Даже во сне боль продолжала терзать Перкара — словно сотни термитов вгрызались ему во внутренности, — хотя и стала более тупой. Юноша лежал на травянистой лужайке высоко в горах. Где-то неподалеку тихо мычала корова. Сон был необыкновенно живым: Перкар улавливал свежий аромат травы, смолистый запах хвои, даже почти забытый дух скота. Юноше отчаянно хотелось, чтобы все это существовало на самом деле, но он понимал, что такое невозможно. Реальна была лишь боль, лишь рана в животе. Все остальное породило его сознание, стараясь сделать смерть более легкой.

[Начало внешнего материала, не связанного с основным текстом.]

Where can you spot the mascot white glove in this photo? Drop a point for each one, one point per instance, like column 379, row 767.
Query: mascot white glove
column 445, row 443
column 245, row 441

— Да нет, все это настоящее, — заверил его кто-то.
Перкар повернулся на голос и, несмотря на боль, улыбнулся. Перед ним на ветке сидел самый царственный, самый прекрасный орел, какого он когда-нибудь видел. Его тело было покрыто черными и белыми перьями, а шею окружал отливающий бархатом синий воротник. Безжалостные глаза птицы выдавали в ней воина, хищника.
— Харка, — обратился к орлу Перкар, — должен сказать, что в этом обличье ты гораздо привлекательнее, чем когда был мечом.